Effects of Topography-Related Puff Parameters on Carbonyl Delivery in Mainstream Cigarette Smoke.

Smoking topography parameters differ substantially between individual smokers and may lead to significant variation in tobacco smoke exposure and risk for tobacco-caused diseases. However, to date, little is known regarding the impact of individual puff parameters on the delivery of many harmful smoke constituents including carbonyls. To examine this, we determined the effect of altering individual puff parameters on mainstream smoke carbonyl levels in machine-smoked reference cigarettes. Carbonyls including formaldehyde, acetaldehyde, crotonaldehyde, propionaldehyde, methyl ethyl ketone (MEK), acrolein, and acetone were determined in cigarette smoke by HPLC after derivatization with 2,4-dinitrophenylhydrazine (DNPH). Deliveries of all carbonyls were nearly two-fold greater when cigarettes were smoked according to the more intense Health Canada Intense (HCI) protocol compared to the International Organization of Standardization (ISO) method, consistent with the two-fold difference in total puff volume between methods (ISO: 280-315 mL; CI: 495-605 mL). When individual topography parameters were assessed, changes in puff volume alone had the greatest effect on carbonyl delivery as predicted with total carbonyls being strongly correlated with overall puff volume (r2: 0.52-0.99) regardless of how the differences in volume were achieved. All seven of the carbonyls examined showed a similar relationship with puff volume.

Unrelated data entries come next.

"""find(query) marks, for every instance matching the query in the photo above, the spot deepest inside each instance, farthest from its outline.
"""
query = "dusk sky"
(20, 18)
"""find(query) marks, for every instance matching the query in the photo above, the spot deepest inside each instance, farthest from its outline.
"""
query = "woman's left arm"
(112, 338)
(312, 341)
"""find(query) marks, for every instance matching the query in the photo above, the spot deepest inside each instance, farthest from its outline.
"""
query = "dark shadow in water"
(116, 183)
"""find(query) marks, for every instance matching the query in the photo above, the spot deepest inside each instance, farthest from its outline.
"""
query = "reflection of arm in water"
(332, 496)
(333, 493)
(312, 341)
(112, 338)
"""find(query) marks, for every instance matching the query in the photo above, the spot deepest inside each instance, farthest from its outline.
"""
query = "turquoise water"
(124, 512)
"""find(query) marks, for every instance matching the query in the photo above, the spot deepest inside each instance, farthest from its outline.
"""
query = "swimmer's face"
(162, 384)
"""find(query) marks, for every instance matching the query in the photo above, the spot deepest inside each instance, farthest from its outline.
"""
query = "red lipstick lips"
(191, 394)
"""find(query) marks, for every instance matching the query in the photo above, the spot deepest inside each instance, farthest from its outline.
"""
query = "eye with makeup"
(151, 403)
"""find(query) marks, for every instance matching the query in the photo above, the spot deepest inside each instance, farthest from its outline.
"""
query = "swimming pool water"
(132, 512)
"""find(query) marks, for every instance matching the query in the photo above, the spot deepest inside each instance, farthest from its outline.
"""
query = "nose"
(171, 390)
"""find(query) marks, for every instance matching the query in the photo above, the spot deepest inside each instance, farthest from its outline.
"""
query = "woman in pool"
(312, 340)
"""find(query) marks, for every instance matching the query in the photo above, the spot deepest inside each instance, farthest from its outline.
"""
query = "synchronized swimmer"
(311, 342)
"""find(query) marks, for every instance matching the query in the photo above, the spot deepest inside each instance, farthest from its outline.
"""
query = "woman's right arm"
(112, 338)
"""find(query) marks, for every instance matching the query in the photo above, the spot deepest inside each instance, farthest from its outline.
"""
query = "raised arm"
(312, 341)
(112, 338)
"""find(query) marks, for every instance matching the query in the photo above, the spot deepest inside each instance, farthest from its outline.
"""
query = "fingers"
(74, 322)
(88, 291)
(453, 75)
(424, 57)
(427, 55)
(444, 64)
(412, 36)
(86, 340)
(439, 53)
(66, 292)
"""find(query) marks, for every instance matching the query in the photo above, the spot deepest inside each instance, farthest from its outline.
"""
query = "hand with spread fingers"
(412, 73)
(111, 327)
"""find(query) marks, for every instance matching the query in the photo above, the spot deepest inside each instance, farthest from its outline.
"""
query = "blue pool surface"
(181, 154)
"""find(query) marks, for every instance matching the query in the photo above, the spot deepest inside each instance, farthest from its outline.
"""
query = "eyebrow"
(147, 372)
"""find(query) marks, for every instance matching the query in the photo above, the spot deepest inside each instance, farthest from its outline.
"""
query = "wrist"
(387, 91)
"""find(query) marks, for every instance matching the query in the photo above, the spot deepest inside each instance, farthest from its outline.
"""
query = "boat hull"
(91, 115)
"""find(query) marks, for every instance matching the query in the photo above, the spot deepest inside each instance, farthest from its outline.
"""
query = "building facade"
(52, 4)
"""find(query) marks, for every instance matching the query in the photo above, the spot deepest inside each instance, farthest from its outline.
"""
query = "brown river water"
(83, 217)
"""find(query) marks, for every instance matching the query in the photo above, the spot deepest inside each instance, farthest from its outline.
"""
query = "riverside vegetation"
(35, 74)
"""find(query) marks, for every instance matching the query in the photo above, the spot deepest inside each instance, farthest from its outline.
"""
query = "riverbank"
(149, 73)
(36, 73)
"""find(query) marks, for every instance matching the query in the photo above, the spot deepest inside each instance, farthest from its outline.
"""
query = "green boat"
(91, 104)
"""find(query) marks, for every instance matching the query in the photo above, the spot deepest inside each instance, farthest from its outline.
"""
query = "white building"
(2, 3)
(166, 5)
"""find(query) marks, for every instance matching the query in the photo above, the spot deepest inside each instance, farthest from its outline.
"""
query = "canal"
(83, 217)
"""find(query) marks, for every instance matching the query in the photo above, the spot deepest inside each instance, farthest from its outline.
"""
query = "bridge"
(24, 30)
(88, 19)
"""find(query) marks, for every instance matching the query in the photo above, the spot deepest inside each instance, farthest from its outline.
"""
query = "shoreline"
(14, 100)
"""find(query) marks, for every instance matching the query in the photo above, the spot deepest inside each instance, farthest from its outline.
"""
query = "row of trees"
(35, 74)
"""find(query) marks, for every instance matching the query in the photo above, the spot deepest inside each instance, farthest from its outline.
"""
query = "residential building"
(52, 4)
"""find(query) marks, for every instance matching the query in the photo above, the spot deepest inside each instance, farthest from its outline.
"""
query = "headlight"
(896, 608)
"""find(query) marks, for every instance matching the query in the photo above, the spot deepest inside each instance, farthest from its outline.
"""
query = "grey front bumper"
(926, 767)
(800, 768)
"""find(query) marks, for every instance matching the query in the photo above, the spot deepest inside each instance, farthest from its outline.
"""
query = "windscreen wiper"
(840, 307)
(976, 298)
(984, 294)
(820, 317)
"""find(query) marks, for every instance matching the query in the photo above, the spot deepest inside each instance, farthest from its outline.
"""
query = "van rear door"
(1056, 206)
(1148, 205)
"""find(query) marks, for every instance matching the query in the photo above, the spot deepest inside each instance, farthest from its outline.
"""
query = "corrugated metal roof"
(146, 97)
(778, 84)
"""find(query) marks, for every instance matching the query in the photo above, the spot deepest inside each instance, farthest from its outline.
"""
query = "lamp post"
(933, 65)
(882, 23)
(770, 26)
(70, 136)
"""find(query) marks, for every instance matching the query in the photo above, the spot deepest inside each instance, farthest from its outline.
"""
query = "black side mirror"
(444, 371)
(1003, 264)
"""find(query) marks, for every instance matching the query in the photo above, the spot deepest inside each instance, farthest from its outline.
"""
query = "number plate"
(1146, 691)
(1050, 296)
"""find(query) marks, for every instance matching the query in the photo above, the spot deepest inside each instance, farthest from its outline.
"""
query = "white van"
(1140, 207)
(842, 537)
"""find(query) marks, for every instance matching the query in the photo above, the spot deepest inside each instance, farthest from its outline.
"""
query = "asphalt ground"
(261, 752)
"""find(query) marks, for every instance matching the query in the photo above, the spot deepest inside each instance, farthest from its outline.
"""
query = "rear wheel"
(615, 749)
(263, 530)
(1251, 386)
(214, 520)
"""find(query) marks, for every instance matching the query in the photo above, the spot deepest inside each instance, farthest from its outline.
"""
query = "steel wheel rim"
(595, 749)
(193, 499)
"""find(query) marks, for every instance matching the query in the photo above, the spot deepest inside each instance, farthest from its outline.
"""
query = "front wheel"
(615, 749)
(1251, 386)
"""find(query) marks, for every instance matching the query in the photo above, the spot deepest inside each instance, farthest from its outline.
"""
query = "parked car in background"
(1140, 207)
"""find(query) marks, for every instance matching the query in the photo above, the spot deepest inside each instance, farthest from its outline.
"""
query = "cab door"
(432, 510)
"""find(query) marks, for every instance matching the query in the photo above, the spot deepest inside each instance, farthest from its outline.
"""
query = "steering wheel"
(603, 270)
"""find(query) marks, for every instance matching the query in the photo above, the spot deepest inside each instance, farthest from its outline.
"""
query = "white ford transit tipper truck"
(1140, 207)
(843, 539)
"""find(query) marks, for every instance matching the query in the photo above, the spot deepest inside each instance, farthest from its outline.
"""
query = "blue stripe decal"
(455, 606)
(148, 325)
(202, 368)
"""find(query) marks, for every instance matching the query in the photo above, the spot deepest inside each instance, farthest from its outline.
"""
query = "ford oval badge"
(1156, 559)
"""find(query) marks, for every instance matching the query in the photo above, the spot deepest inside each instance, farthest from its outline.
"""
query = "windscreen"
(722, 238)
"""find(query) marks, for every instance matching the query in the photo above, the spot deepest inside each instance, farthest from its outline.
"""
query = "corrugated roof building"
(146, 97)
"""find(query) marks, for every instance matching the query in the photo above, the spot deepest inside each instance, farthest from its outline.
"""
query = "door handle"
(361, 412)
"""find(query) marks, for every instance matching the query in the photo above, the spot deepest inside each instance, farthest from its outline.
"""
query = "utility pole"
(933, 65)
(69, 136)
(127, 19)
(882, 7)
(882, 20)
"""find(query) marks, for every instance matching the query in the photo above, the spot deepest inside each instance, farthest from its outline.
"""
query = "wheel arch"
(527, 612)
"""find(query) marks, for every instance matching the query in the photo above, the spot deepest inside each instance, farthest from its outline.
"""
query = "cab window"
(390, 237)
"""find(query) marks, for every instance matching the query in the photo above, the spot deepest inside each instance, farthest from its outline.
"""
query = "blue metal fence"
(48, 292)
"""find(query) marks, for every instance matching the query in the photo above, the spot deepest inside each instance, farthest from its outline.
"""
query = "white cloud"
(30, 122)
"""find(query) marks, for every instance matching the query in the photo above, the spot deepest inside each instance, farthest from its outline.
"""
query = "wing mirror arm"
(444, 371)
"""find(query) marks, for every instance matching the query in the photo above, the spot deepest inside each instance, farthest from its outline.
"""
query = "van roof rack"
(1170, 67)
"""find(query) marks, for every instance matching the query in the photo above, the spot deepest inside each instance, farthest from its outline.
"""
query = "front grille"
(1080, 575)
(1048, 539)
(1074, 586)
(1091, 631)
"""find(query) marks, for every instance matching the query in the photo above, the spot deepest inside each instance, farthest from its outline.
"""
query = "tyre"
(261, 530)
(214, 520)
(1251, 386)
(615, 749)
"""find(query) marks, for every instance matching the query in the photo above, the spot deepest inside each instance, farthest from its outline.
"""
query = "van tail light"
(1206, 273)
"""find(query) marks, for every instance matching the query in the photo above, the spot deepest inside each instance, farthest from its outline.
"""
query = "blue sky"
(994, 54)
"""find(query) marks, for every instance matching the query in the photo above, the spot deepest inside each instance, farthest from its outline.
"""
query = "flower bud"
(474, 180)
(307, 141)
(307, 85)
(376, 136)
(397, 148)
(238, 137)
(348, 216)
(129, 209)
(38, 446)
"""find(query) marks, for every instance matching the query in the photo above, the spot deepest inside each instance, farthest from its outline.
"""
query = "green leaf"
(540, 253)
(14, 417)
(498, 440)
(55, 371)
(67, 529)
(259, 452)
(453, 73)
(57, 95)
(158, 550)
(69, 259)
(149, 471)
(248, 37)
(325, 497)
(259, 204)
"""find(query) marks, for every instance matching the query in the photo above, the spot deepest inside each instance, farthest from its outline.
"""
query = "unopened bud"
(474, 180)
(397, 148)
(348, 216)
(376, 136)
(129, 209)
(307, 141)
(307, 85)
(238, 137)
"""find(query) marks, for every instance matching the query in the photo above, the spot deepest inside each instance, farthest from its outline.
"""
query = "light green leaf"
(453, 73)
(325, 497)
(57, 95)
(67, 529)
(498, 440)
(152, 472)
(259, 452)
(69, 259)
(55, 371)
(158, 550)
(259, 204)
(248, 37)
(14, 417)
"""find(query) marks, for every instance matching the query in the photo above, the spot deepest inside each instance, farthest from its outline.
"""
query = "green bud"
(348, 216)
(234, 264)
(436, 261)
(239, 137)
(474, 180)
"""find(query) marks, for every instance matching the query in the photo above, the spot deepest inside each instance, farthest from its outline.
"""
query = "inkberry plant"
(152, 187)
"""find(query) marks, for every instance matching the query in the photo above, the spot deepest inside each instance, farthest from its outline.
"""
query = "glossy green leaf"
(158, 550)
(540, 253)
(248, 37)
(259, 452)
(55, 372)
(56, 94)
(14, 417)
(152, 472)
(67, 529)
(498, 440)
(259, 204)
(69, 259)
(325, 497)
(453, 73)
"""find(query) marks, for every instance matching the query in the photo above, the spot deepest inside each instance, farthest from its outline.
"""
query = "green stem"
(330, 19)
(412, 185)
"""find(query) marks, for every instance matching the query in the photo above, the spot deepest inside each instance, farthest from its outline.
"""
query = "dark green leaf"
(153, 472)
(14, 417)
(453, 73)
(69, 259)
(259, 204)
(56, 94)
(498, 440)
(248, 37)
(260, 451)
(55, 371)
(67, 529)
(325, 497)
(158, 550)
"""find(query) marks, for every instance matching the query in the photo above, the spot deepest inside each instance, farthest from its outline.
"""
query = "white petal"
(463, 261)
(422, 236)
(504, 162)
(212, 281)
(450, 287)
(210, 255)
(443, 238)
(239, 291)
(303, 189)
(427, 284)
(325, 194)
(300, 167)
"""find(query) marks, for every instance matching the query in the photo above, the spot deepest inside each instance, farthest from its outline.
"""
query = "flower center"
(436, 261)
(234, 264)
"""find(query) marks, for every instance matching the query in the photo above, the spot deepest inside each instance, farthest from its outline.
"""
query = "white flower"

Minor effects on carbonyl levels were observed from vent blocking and changing the interpuff interval, while effects of changing puff duration and peak flow rate were minimal. Overall, these results highlight the importance of considering topography, especially puff volume, when the toxicant delivery and potential exposure smokers receive are assessed. The lack of an impact of other behaviors, including puff intensity and duration independent of volume, indicate that factors such as temperature and peak flow rate may have minimal overall effects on carbonyl production and delivery.